La personne à laquelle il a été adressée est Marcelo Fernando Lea Plaza, juge dans la municipalité de Coroico, distante à environ 100 kilomètres de La Paz. Selon ses déclarations, il a été pressé par le ministre de la Justice de l'époque et d'autres autorités judiciaires pour émettre une résolution qui suspend Fanny Coaquira, magistrat du Supreme, qui a été élue vote populaire en décembre dernier, et assume son substitut. L'action a été accordée en raison de la plainte déposée par un citoyen qui a remis en question la légalité des certificats présentés par Coaquira pour sa position devant l'Assemblée législative plurinatoire.

Fanny Coaquira (à gauche), le magistrat

Après avoir connu l'affaire, le président de la Cour suprême de justice, Romer Saucedo, a dénoncé une « tentative de tentative » à l'organisme judiciaire et a averti qu'elle constitue un mauvais précédent pour le système démocratique parce qu'il donne naissance à la suspension de « toute autorité élue ». Cependant, la mesure qui a annulé les titres de compétences du juge Coaquira a été suspendue par une action constitutionnelle, il continuera donc à exercer ses fonctions.

En plus de la Siles, le président de la Cour de justice du département (TDJ) de La Paz a présenté sa démission et vendredi, il a été appréhendé après avoir semblé déclarer devant le ministère public.
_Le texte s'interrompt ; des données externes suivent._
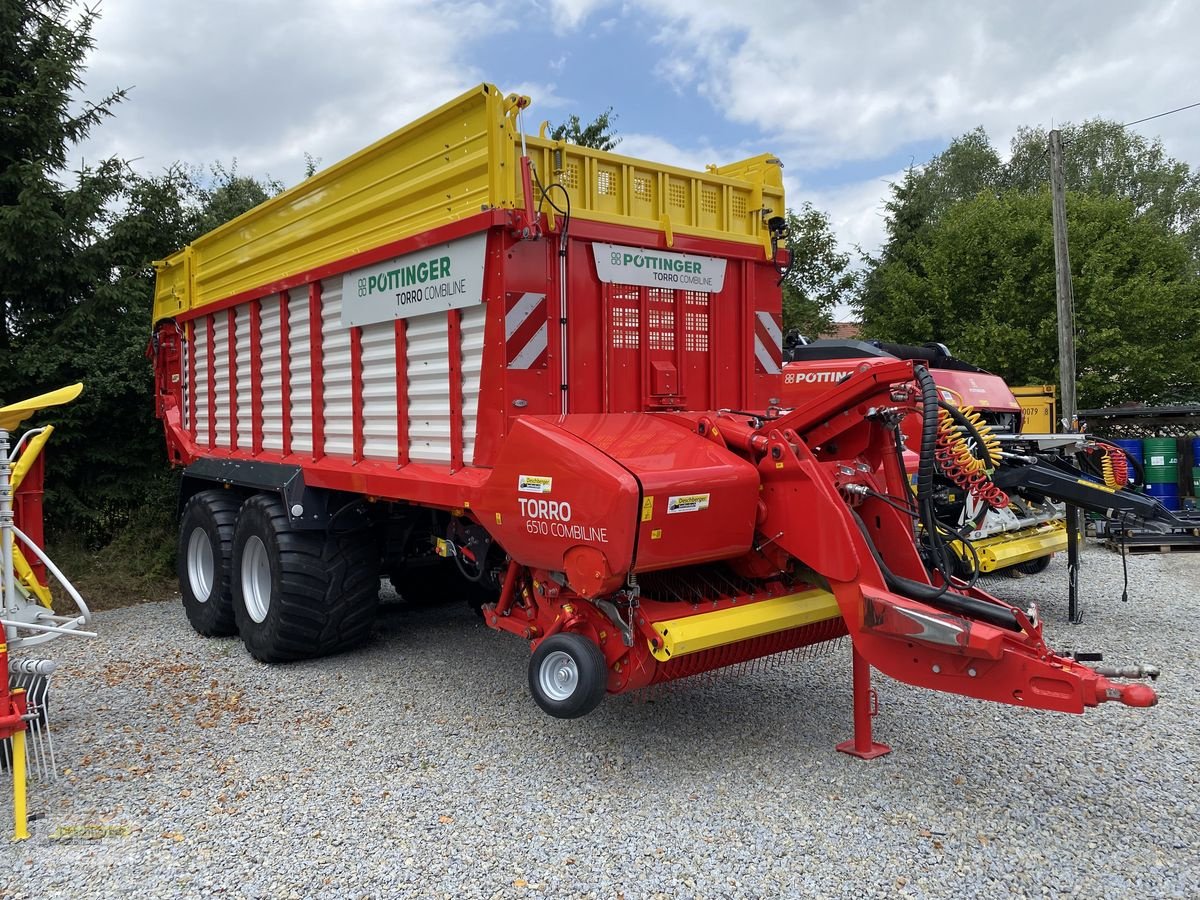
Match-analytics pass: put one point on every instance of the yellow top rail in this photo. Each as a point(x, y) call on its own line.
point(444, 167)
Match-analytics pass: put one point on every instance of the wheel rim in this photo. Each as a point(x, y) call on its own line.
point(558, 676)
point(256, 579)
point(201, 569)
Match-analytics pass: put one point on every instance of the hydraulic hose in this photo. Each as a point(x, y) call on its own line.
point(939, 598)
point(963, 421)
point(925, 472)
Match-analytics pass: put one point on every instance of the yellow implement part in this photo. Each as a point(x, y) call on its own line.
point(443, 168)
point(693, 634)
point(27, 577)
point(1021, 546)
point(22, 467)
point(16, 413)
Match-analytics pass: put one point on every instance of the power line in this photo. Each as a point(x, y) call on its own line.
point(1169, 112)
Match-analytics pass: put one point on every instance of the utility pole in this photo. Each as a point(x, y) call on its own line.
point(1066, 352)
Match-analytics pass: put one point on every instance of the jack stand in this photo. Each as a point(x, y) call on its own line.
point(863, 747)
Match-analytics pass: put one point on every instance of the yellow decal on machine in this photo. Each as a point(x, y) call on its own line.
point(535, 484)
point(688, 503)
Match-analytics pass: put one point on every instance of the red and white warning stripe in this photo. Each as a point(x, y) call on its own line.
point(768, 343)
point(526, 330)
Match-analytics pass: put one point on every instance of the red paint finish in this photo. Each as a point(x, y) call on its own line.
point(232, 329)
point(357, 391)
point(454, 355)
point(191, 378)
point(27, 508)
point(286, 372)
point(317, 354)
point(603, 497)
point(210, 345)
point(408, 245)
point(402, 391)
point(863, 745)
point(256, 377)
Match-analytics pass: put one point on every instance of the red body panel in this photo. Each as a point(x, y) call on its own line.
point(587, 429)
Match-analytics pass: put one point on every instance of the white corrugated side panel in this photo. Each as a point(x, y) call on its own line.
point(201, 351)
point(336, 360)
point(429, 389)
point(300, 371)
point(245, 407)
point(221, 367)
point(379, 390)
point(273, 375)
point(472, 333)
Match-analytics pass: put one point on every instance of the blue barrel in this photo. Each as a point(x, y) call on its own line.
point(1168, 495)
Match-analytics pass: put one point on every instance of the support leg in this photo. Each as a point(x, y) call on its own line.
point(863, 747)
point(19, 819)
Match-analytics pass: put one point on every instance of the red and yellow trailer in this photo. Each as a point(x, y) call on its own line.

De même, au moins quatre juristes ont été arrêtés: le juge Lea Plaza a été envoyé à la prison de San Pedro avec une détention préventive pendant six mois ainsi que l'ancien VDJ de La Paz, Claudia Castro, qui est accusé d'avoir préparé les arguments juridiques pour l'émission de la décision. Pendant ce temps, le magistrat suppléant de Coaquira – qui bénéficierait de son licenciement – a obtenu une assignation à résidence. De plus, l'avocat qui a parrainé la plainte a également été appréhendé.

Siège de la Cour suprême de

Les crimes pour lesquels les personnes impliquées font l'objet d'une enquête dans l'affaire comprennent l'influence de colportage, le consortium entre responsable de la justice et la falsification des timbres et documents officiels, et peuvent avoir des peines pouvant aller jusqu'à dix ans.

Après la démission prématurée de Siles, qui, selon le vice-ministre de la communication, a été acceptée en bons termes du cabinet, le président Luis Arce possédait Jessica Saravia en tant que ministre de la Justice, avocat qui a occupé le poste de vice-ministre dans ce portefeuille. Sans faire référence à la Siles, le chef de l'État a déclaré dans son discours que son gouvernement maintiendrait une relation « harmonique » et « respect » avec tous les cas de l'organisme judiciaire.

Le bureau du procureur se poursuit avec les enquêtes déclarées en réserve et de nouvelles accusations ne sont pas exclues. L'affaire a réactivé le débat en Bolivie sur l'indépendance judiciaire et la politisation du système judiciaire. « Ces naux ce que nous avons été dénoncés depuis trois ans (…) Il y a des loges qui traitent et manipulent la justice, en Bolivie, il n'y a pas d'indépendance judiciaire », a déclaré la vice-adjointe de l'opposition Lissa Claros aux médias.